Former San Francisco Giants pitcher Dave Dravecky will be at AT&T Park today promoting National Cholesterol Education Month, in partnership with AstraZeneca and of course, the San Francisco Giants.
"Free cholesterol screenings for adults aged 18 and older will be conducted in partnership with the San Francisco Giants at AT&T Park on Saturday, September 27th from 10 AM to 1:30 PM."
Dravecky was kind enough to talk to us not only about his cause, but about his life and time pitching with the Giants. We’ll have the full interview up tonight, but here’s a bit of why his so interested in you getting a cholesterol screening.
Dravecky says the screening is important to him because it has had a direct impact on his life – his wife Jan’s parents both died of massive heart attacks, instantly.

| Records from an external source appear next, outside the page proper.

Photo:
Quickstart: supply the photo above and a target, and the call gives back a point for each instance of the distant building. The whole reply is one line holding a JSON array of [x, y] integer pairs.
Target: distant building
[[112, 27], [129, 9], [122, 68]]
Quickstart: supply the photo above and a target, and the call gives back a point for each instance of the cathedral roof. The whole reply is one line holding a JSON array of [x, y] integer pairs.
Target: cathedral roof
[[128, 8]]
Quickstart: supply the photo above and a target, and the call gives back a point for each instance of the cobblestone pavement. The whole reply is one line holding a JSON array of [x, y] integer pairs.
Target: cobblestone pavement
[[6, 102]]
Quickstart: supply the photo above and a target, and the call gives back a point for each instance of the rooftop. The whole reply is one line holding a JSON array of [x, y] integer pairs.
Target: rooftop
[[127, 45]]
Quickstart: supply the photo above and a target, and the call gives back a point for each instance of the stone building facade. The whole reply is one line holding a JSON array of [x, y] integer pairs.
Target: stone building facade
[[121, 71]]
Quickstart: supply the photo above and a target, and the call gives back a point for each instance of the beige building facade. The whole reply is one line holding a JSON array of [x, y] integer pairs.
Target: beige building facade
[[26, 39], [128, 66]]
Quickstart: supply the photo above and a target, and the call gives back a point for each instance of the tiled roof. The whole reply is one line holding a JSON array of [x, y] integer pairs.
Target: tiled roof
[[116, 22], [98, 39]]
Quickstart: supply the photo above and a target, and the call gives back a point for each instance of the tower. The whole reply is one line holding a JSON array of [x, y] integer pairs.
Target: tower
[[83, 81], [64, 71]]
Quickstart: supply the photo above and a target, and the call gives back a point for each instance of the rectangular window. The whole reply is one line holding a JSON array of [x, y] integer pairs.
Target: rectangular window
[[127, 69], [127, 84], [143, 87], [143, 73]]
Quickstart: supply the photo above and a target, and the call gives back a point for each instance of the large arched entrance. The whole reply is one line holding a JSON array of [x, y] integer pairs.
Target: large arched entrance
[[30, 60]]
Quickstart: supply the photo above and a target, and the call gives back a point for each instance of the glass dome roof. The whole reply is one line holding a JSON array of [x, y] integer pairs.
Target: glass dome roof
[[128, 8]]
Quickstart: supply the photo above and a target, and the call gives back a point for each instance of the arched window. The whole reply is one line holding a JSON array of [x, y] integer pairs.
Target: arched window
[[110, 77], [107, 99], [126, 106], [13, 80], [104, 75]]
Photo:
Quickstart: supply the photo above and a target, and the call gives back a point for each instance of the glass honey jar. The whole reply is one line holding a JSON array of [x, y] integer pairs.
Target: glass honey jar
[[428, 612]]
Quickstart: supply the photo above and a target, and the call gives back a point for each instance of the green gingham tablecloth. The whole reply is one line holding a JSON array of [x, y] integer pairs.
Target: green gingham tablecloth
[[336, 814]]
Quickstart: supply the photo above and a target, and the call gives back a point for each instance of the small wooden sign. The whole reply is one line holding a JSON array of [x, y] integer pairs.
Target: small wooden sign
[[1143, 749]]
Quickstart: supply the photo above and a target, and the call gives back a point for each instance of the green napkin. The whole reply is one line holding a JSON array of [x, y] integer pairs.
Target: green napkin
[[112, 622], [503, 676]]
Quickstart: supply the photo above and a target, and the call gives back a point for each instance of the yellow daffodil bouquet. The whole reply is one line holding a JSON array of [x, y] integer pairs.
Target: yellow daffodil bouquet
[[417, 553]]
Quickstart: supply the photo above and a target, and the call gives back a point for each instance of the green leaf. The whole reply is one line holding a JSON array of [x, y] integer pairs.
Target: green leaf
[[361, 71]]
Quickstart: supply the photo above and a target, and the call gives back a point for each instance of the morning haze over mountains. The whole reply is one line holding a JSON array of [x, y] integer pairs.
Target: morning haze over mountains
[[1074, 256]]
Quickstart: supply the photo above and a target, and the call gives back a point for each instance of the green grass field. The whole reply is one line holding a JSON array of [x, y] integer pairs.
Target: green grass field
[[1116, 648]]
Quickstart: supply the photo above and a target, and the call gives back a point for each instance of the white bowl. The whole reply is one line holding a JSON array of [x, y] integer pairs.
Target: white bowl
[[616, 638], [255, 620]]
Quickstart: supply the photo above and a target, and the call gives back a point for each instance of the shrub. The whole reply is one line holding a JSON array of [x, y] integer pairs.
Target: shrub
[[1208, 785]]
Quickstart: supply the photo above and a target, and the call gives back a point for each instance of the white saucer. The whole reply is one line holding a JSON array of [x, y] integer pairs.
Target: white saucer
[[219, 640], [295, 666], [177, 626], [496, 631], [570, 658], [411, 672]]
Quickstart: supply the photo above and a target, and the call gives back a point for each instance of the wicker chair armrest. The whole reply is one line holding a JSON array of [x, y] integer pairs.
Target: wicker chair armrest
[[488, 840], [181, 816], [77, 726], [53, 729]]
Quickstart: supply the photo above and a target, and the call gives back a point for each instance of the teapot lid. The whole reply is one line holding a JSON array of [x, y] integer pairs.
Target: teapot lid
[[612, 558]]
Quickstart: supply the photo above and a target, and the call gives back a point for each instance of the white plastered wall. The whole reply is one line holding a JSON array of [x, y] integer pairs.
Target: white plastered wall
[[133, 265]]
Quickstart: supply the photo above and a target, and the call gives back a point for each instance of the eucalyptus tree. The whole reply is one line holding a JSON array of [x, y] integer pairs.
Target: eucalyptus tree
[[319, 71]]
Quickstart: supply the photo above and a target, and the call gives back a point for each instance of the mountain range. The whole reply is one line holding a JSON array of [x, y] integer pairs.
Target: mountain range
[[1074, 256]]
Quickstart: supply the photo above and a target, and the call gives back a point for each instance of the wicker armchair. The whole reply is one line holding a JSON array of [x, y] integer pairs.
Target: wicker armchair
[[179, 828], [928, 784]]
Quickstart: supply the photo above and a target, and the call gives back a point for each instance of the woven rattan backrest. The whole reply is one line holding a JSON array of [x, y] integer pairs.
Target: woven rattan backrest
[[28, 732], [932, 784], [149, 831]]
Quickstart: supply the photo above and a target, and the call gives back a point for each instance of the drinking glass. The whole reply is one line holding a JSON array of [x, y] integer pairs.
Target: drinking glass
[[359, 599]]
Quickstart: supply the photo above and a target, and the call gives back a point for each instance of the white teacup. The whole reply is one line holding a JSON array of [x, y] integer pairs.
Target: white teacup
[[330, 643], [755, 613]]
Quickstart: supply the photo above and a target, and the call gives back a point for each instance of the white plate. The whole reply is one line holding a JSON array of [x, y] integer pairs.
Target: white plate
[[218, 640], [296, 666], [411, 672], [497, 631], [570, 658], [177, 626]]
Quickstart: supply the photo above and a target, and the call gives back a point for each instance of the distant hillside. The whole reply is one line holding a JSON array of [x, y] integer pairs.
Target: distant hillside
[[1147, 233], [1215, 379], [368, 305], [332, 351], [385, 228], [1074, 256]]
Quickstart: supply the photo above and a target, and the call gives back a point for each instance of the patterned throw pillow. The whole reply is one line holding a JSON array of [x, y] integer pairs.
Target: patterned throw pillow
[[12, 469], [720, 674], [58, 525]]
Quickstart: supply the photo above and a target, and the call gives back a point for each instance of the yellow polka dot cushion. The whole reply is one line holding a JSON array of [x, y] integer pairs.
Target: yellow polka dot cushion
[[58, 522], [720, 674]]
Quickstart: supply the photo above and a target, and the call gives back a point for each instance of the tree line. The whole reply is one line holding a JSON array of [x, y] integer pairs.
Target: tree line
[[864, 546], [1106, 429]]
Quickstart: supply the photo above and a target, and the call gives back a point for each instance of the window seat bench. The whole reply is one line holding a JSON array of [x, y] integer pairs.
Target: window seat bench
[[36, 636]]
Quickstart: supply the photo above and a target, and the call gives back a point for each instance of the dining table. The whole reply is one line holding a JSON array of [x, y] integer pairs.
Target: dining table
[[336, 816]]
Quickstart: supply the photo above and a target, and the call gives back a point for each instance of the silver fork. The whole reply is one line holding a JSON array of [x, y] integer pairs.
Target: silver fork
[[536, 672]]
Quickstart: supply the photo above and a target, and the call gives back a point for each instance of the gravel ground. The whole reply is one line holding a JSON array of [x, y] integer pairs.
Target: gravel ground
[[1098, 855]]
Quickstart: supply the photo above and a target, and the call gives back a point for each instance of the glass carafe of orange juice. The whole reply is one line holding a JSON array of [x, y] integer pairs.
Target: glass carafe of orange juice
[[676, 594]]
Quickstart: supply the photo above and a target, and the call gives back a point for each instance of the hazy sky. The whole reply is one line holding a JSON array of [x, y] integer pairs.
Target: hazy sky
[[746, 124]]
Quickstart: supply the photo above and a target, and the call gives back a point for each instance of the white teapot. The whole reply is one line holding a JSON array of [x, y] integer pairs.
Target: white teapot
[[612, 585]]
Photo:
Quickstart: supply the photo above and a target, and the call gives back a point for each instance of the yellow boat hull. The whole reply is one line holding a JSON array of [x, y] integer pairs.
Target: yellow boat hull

"My mother-in-law was a Riverfront Stadium, I believe it was 1982. They had never seen me pitch. My father-in-law and mother-in-law came down from Youngstown, Ohio to Cincinnati to see me pitch for the first time. They were in the ballpark, at the stadium, and I’ll never forget, it was probably 7th inning of the first game and I was in the bullpen. The phone rang and I got called up to get up and warm up to possibly come in and pitch. And I saw my father-in-law standing up because they were sitting relatively close at the time. I happen to notice that and I didn’t think much of it and went about my business. What I found out later was that my mother-in-law had looked at my mother, who was sitting next to her and said, ‘Donna, I don’t know how you do this. I am so nervous for David’. With that, my mother kind of smiled, laughed a little bit and said, ‘I’m really nervous’. She turned her head and the next minute my mom looked back and my mother-in-law was dead. She had had a massive heart attack at the ballpark.Fast forward about seven years later, six years later, my father-in-law was at work. He was a pharmacist. He was laughing and telling a joke and the next minute he was lying on the floor, dead of a massive heart attack."
This is why he agreed to be a part of this, and to be the spokesperson for AstraZeneca for tomorrow’s screenings. It’s important to his family because heart disease runs in the family of his wife, and he believe’s it’s important for everyone to get screened and know what they are up against so they can better take care of themselves.